One-dimensional organic artificial multi-synapses enabling electronic textile neural network for wearable neuromorphic applications.
Seonggil HamMinji KangSeonghoon JangJingon JangSanghyeon ChoiTae-Wook KimGunuk WangPublished in: Science advances (2020)
One-dimensional (1D) devices are becoming the most desirable format for wearable electronic technology because they can be easily woven into electronic (e-) textile(s) with versatile functional units while maintaining their inherent features under mechanical stress. In this study, we designed 1D fiber-shaped multi-synapses comprising ferroelectric organic transistors fabricated on a 100-μm Ag wire and used them as multisynaptic channels in an e-textile neural network for wearable neuromorphic applications.
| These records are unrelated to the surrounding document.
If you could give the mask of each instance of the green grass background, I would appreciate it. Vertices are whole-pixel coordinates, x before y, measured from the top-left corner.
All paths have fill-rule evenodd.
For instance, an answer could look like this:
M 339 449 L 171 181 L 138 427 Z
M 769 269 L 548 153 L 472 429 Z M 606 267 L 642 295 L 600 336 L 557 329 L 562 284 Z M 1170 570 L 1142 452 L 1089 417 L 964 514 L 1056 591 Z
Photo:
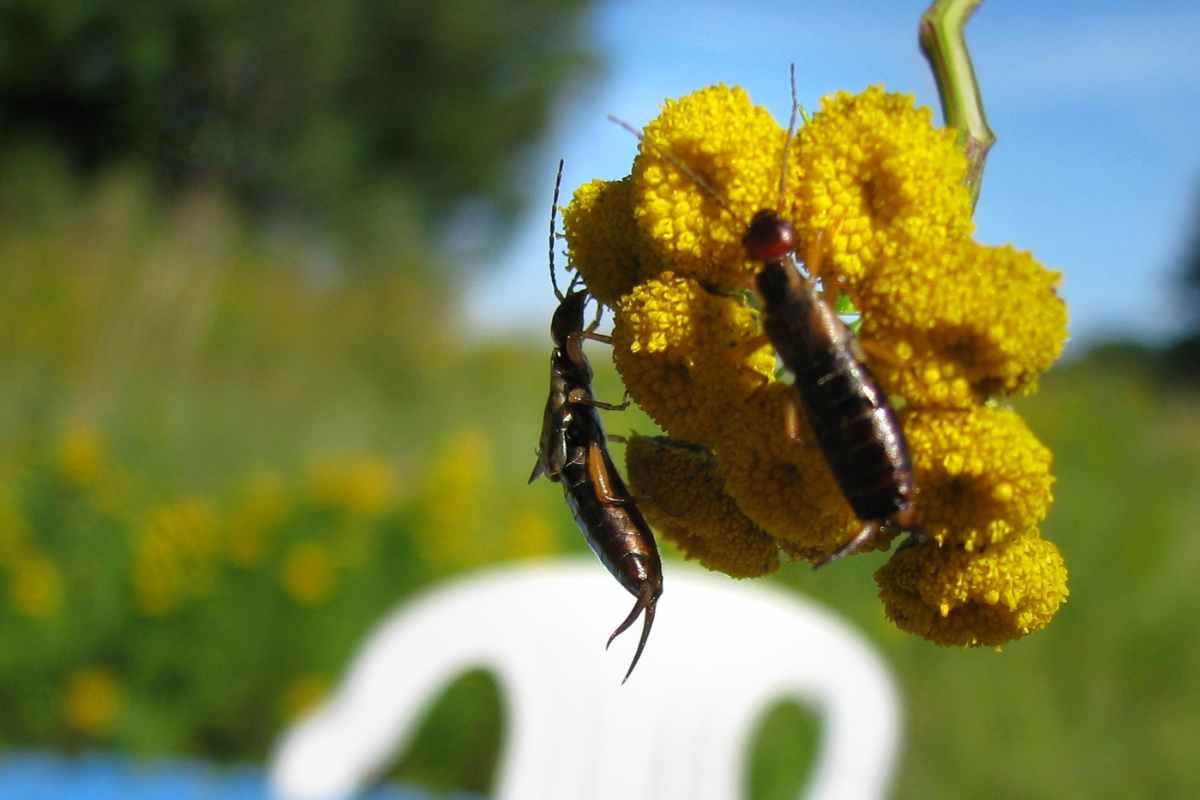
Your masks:
M 473 340 L 453 287 L 396 255 L 411 247 L 251 235 L 220 196 L 161 208 L 136 173 L 84 189 L 7 169 L 0 747 L 261 761 L 405 597 L 584 552 L 557 488 L 525 486 L 548 342 Z M 595 362 L 597 394 L 619 398 Z M 844 614 L 895 670 L 895 796 L 1200 795 L 1200 395 L 1110 353 L 1017 405 L 1055 455 L 1043 533 L 1071 574 L 1045 631 L 1003 652 L 901 633 L 875 597 L 882 554 L 771 580 Z M 169 610 L 147 611 L 147 571 L 174 581 Z M 502 709 L 464 676 L 393 776 L 486 792 Z M 750 796 L 795 796 L 818 737 L 774 708 Z

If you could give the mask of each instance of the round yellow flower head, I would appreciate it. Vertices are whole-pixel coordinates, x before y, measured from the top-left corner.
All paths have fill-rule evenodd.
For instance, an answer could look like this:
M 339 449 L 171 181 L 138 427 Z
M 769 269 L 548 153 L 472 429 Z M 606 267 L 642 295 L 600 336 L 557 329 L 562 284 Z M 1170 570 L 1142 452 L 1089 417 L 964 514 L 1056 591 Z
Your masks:
M 668 100 L 643 136 L 631 177 L 633 216 L 648 246 L 676 273 L 747 285 L 756 265 L 746 261 L 742 236 L 756 211 L 782 205 L 787 132 L 745 89 L 718 84 Z M 801 179 L 790 167 L 789 184 Z
M 1067 598 L 1067 569 L 1036 531 L 968 553 L 935 542 L 875 573 L 888 617 L 942 645 L 996 646 L 1039 630 Z
M 613 360 L 646 413 L 673 436 L 711 444 L 723 409 L 771 378 L 770 348 L 746 350 L 757 313 L 666 272 L 616 307 Z
M 279 569 L 279 583 L 301 605 L 318 605 L 337 585 L 332 554 L 320 542 L 297 542 L 288 548 Z
M 53 617 L 63 603 L 63 583 L 54 561 L 30 549 L 10 566 L 8 594 L 19 613 L 27 617 Z
M 779 546 L 725 494 L 703 447 L 634 436 L 625 450 L 633 493 L 654 528 L 688 558 L 735 578 L 779 569 Z
M 1012 247 L 905 248 L 854 293 L 862 340 L 884 386 L 912 403 L 1028 392 L 1067 338 L 1059 277 Z
M 309 466 L 308 484 L 317 505 L 374 517 L 395 500 L 399 476 L 391 464 L 371 456 L 329 454 Z
M 803 180 L 791 182 L 792 222 L 804 242 L 836 229 L 833 265 L 849 286 L 904 244 L 935 246 L 974 230 L 955 132 L 934 128 L 911 95 L 872 86 L 824 97 L 797 138 Z
M 634 284 L 651 277 L 633 221 L 629 178 L 585 183 L 562 213 L 571 266 L 601 303 L 616 305 Z
M 742 512 L 791 552 L 815 558 L 834 552 L 862 525 L 797 400 L 789 384 L 763 387 L 722 416 L 715 450 L 725 491 Z
M 977 406 L 903 417 L 921 524 L 938 544 L 970 551 L 1045 519 L 1050 451 L 1016 412 Z

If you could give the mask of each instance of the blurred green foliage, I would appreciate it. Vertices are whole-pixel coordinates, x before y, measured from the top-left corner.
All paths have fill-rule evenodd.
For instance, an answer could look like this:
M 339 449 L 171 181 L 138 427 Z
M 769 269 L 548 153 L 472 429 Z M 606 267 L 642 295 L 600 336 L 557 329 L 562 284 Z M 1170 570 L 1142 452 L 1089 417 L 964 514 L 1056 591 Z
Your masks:
M 467 204 L 510 219 L 554 101 L 595 66 L 587 7 L 0 0 L 0 148 L 145 162 L 255 210 L 397 194 L 419 230 Z
M 524 485 L 548 342 L 469 341 L 383 234 L 349 274 L 219 193 L 162 206 L 137 172 L 0 170 L 24 176 L 0 181 L 0 747 L 262 759 L 414 591 L 584 551 L 557 487 Z M 1071 570 L 1047 630 L 1002 653 L 900 633 L 882 554 L 774 579 L 896 670 L 897 797 L 1200 793 L 1200 398 L 1151 367 L 1098 351 L 1020 403 L 1055 453 L 1045 531 Z M 485 791 L 502 730 L 494 684 L 466 676 L 396 774 Z M 760 730 L 751 796 L 791 796 L 811 720 L 783 705 Z
M 497 423 L 540 419 L 544 350 L 468 346 L 403 249 L 346 272 L 210 190 L 0 172 L 0 749 L 265 758 L 396 603 L 578 546 Z M 448 724 L 402 774 L 484 788 Z

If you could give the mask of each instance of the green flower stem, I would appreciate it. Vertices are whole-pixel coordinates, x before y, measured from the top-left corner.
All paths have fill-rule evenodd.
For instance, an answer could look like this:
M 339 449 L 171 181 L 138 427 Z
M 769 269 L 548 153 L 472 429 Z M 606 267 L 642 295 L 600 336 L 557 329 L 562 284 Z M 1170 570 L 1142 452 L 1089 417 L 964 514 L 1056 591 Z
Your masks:
M 946 124 L 958 130 L 967 153 L 967 188 L 971 203 L 979 201 L 983 165 L 996 135 L 983 113 L 979 82 L 963 38 L 967 20 L 983 0 L 934 0 L 921 15 L 918 41 L 933 70 Z

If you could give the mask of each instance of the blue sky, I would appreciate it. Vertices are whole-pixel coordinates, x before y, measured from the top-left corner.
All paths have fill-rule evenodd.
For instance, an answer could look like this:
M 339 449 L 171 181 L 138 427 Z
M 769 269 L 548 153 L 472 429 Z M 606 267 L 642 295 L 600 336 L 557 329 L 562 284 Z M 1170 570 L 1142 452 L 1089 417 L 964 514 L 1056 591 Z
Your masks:
M 558 157 L 567 161 L 569 198 L 592 178 L 626 175 L 636 150 L 606 114 L 643 125 L 664 98 L 723 81 L 786 122 L 792 62 L 809 108 L 837 89 L 883 83 L 937 109 L 916 46 L 925 5 L 599 8 L 591 31 L 607 69 L 562 109 L 544 157 L 534 159 L 531 211 L 469 293 L 476 331 L 544 333 L 555 304 L 545 237 Z M 1169 337 L 1179 257 L 1200 222 L 1200 3 L 985 0 L 967 37 L 999 140 L 976 237 L 1032 250 L 1063 272 L 1076 345 L 1112 334 Z

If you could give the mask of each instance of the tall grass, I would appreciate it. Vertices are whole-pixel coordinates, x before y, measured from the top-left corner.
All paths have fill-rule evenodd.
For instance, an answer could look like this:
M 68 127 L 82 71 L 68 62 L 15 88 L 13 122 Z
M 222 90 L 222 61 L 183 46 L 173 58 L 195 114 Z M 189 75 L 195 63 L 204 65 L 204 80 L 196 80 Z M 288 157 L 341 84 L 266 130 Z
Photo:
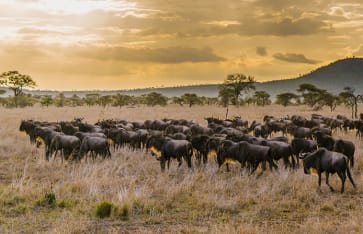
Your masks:
M 218 167 L 213 159 L 205 167 L 190 171 L 185 163 L 172 162 L 165 173 L 155 158 L 144 152 L 122 149 L 110 160 L 62 163 L 47 162 L 44 149 L 30 145 L 18 131 L 21 119 L 46 121 L 84 117 L 94 123 L 100 119 L 184 118 L 206 124 L 204 117 L 223 118 L 220 107 L 135 107 L 111 108 L 25 108 L 1 109 L 0 115 L 0 232 L 1 233 L 360 233 L 363 216 L 362 142 L 354 133 L 338 131 L 335 137 L 356 145 L 354 190 L 331 193 L 317 177 L 301 169 L 267 170 L 261 177 L 231 172 Z M 282 117 L 301 114 L 310 117 L 306 107 L 231 107 L 230 116 L 262 121 L 264 115 Z M 334 113 L 349 116 L 339 107 Z M 324 180 L 323 180 L 324 182 Z M 339 190 L 340 180 L 331 177 Z M 54 194 L 54 206 L 41 206 L 46 194 Z M 100 219 L 97 205 L 114 205 L 111 216 Z M 123 215 L 122 215 L 123 214 Z M 127 218 L 125 218 L 127 214 Z

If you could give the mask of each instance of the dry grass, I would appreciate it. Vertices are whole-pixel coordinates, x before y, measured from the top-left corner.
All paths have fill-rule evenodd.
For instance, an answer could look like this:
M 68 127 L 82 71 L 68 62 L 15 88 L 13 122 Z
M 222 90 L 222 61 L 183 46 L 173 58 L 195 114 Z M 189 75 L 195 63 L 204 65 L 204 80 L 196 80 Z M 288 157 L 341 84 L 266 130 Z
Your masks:
M 336 137 L 356 144 L 354 190 L 331 193 L 317 178 L 302 170 L 240 175 L 236 165 L 230 173 L 218 171 L 211 160 L 205 168 L 189 171 L 172 163 L 160 172 L 155 158 L 126 149 L 111 160 L 61 163 L 44 160 L 43 148 L 29 144 L 18 131 L 21 119 L 47 121 L 84 117 L 93 123 L 118 118 L 132 121 L 160 118 L 194 119 L 205 124 L 206 116 L 224 117 L 219 107 L 140 108 L 29 108 L 1 109 L 0 115 L 0 233 L 361 233 L 363 228 L 362 142 L 353 133 Z M 231 108 L 230 116 L 261 120 L 265 114 L 282 117 L 312 112 L 305 107 L 280 106 Z M 338 108 L 321 114 L 349 116 Z M 281 167 L 282 168 L 282 167 Z M 224 169 L 224 168 L 223 168 Z M 331 184 L 339 190 L 337 176 Z M 45 194 L 56 202 L 44 205 Z M 96 217 L 102 201 L 113 204 L 111 217 Z M 42 205 L 43 204 L 43 205 Z

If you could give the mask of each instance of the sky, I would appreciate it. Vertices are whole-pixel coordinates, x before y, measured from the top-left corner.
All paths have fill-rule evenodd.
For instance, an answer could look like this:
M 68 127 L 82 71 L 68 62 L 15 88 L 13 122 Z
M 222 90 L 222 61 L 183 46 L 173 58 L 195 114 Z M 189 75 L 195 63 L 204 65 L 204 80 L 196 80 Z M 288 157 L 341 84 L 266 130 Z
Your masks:
M 361 0 L 0 0 L 0 72 L 37 89 L 268 81 L 351 56 Z

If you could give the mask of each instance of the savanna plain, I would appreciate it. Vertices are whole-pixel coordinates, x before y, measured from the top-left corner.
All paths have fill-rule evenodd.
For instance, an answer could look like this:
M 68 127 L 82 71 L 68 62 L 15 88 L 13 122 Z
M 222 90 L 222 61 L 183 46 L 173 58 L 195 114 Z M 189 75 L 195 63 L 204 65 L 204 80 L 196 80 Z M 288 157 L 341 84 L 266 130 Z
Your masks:
M 362 112 L 360 107 L 359 112 Z M 262 122 L 264 115 L 284 117 L 312 113 L 305 106 L 230 107 L 229 116 Z M 343 194 L 337 175 L 330 183 L 323 176 L 321 192 L 317 177 L 302 167 L 262 176 L 240 173 L 238 164 L 218 169 L 214 158 L 206 166 L 193 161 L 178 168 L 172 161 L 164 173 L 150 153 L 127 148 L 112 150 L 111 159 L 61 162 L 45 160 L 44 148 L 36 148 L 19 131 L 20 121 L 65 121 L 83 117 L 88 123 L 102 119 L 188 119 L 206 126 L 204 117 L 223 118 L 218 106 L 181 107 L 64 107 L 0 109 L 0 233 L 362 233 L 363 140 L 355 132 L 338 130 L 336 138 L 353 141 L 357 184 L 349 181 Z M 259 172 L 261 168 L 258 169 Z M 51 195 L 51 196 L 50 196 Z M 111 216 L 96 216 L 103 201 L 112 204 Z

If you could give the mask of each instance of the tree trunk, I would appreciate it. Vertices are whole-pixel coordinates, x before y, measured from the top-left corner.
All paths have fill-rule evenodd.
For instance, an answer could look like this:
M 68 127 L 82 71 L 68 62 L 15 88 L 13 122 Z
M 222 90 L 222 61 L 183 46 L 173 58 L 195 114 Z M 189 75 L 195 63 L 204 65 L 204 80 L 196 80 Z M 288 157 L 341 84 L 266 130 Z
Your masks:
M 228 119 L 228 104 L 227 104 L 226 118 L 225 119 Z

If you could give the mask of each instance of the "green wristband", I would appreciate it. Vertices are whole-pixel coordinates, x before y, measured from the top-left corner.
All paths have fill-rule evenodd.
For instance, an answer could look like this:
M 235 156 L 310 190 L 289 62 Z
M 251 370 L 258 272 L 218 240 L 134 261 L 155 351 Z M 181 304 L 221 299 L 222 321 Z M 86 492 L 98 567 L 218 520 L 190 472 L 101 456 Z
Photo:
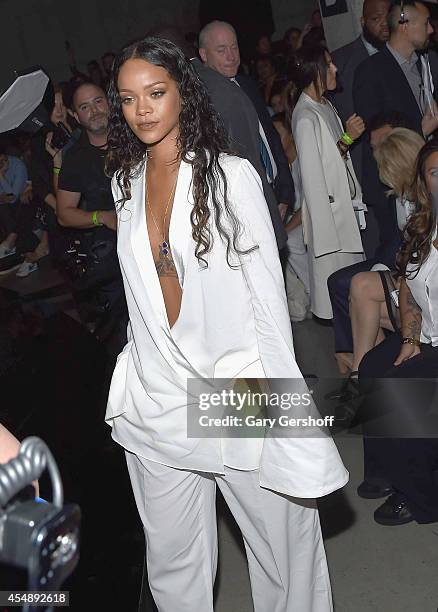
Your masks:
M 93 214 L 91 215 L 91 220 L 93 221 L 93 225 L 96 225 L 96 227 L 100 227 L 102 223 L 100 223 L 99 219 L 97 218 L 97 212 L 97 210 L 93 212 Z
M 353 144 L 354 140 L 351 138 L 351 136 L 349 136 L 347 134 L 347 132 L 344 132 L 341 136 L 341 140 L 343 142 L 345 142 L 346 145 L 348 145 L 349 147 L 351 147 L 351 145 Z
M 53 172 L 55 174 L 59 174 L 61 172 L 61 168 L 58 168 L 57 166 L 53 166 Z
The device mimics diverse synaptic functions with excellent reliability even under 6000 repeated input stimuli and mechanical bending stress. Various NOR-type textile arrays are formed simply by cross-pointing 1D synapses with Ag wires, where each output from individual synapse can be integrated and propagated without undesired leakage. Notably, the 1D multi-synapses achieved up to ~90 and ~70% recognition accuracy for MNIST and electrocardiogram patterns, respectively, even in a single-layer neural network, and almost maintained regardless of the bending conditions.